Yolu Rüzgarlıdan geçip te Salim Taşçı’ yı tanımayan yoktur.1970li yıllarda Jandarma istihbarat subaylığında görev yaptığı dönemde hemen her gazetenin ve gazetecinin işi ya da yolu Taşçı ya çıkmıştır.
Benim de Salim Taşçı( Salim Abi) ile ilk tanışmam gazeteciliğe başladığım ve uzun yıllar çalıştığım TASVİR Gazetesinde oldu.
O yıllar içinde dostluğumuz (Abi-Kardeş) ilişkilerimiz bugüne kadar sürdü.

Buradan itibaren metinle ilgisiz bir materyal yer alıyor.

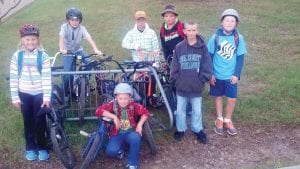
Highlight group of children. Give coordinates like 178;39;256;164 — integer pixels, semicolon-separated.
10;4;247;169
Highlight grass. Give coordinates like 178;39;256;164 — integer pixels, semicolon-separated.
0;0;300;166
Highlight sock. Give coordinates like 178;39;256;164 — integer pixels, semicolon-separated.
218;116;223;121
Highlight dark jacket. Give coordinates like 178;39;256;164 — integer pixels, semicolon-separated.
170;35;212;97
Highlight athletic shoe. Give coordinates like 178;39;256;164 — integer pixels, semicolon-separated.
25;150;37;161
174;131;184;141
39;150;49;161
214;119;223;135
224;121;237;136
195;130;207;144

Taa ki dün o acı haberi alana kadar.
Ölüm doğum gibi haktır.
Herkes doğduktan sonra öleceğini mutlaka bilir ,ama nasıl ve ne zaman olacağını bilemez
Bilse zaten hayatın ve yaşamanın manası kalmaz.
İşte bu yüzden vedalaşmalar hüzünlü ve de çok anlamlıdır, çünkü bir daha görüşüp görüşemeyeceğimizin garantisi yoktur.

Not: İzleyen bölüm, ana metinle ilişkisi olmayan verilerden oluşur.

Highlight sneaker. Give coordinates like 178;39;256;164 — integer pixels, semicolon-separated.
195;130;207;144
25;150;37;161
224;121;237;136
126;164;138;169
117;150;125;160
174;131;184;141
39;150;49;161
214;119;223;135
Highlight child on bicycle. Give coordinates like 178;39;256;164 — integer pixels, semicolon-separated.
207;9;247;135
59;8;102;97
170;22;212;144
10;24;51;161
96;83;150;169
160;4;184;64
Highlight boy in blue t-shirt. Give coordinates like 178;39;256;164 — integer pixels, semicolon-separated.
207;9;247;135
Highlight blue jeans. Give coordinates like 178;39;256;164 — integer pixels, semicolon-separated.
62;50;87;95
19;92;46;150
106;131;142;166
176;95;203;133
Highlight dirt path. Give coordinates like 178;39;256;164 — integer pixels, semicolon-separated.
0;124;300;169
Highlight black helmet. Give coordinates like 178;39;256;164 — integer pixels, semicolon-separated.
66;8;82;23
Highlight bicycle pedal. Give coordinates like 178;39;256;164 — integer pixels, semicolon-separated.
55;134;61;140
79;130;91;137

”HAYAT BİR GÜNDÜR O DA BUGÜNDÜR” sözünü bu yüzden çok severim.
Bugün varız ama yarın meçhuldür. O nedenle dostluklara çok önem vermemiz ve dostlarımızın da kıymetini bilmemiz gerekir.
Salim Taşçı bu konuda bütün dostlarına çok güzel örnek olmuş bir dosttu.

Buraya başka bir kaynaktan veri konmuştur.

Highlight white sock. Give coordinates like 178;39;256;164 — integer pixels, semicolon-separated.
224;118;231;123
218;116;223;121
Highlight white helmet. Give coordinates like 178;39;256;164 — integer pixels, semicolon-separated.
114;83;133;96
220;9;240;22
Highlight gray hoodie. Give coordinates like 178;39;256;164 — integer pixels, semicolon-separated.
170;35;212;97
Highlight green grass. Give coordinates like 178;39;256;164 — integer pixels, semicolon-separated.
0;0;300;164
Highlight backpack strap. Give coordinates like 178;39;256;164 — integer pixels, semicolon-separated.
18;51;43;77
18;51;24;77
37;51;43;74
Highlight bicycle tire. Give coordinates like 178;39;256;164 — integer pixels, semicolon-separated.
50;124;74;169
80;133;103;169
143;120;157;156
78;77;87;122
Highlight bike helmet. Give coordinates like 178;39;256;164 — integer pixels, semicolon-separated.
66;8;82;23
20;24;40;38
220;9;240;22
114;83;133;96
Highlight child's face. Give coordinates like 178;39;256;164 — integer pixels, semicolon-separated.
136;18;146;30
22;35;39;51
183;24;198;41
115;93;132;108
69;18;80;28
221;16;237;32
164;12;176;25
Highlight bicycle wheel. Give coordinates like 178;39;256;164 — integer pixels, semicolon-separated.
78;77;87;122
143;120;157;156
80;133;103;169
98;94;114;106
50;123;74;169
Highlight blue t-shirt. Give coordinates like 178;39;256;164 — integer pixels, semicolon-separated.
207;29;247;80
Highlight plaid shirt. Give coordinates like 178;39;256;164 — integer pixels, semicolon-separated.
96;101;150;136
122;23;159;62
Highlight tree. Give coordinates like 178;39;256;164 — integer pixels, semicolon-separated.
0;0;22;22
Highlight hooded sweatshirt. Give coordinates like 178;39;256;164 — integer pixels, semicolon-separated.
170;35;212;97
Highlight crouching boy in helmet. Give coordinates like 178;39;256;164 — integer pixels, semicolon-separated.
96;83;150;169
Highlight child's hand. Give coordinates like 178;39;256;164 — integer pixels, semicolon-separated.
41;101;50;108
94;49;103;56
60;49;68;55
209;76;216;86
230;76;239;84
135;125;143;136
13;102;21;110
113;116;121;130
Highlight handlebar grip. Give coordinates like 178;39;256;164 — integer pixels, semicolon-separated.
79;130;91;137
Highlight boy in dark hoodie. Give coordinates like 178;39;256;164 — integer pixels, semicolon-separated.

Herkesi sever ,herkes tarafından sevilirdi. Hayır sever, yardım sever ve iyilikseverdi.
Hoşgörülü ve mütevaziliği Onu hep büyütür herkesin Salim Abisi olurdu.
Birlikte olduğumuz Kemalist Atılım Birliği ve çıkardığımız SANCAK Gazetesi, Onun müthiş bir Atatürk hayranı olduğunun da simgesiydi.
Vefat haberini aldıktan sonra birlikte yaşadığımız anılar bir film şeridi gibi aktı geçti.
Son görüşmemizde çok sayıda yazdığı kitaplar arasından adıma imzaladığı KÜS TOPRAKLAR adlı eseri hala masamın üzerinde duruyor.
”KIYMETLİ CAN DOSTUM ENDER YOLDAR’ A ÖMÜR BOYU GÜLMESİ DİLEĞİMLE” demişti.
Salim Abinin ardından böyle bir yazı yazacağım hiç aklıma gelmezdi.
Ben de, Onun benim için kullandığı o sözlerle veda ediyorum Salim Abi ye ;GÜLE GÜLE CAN DOSTUM.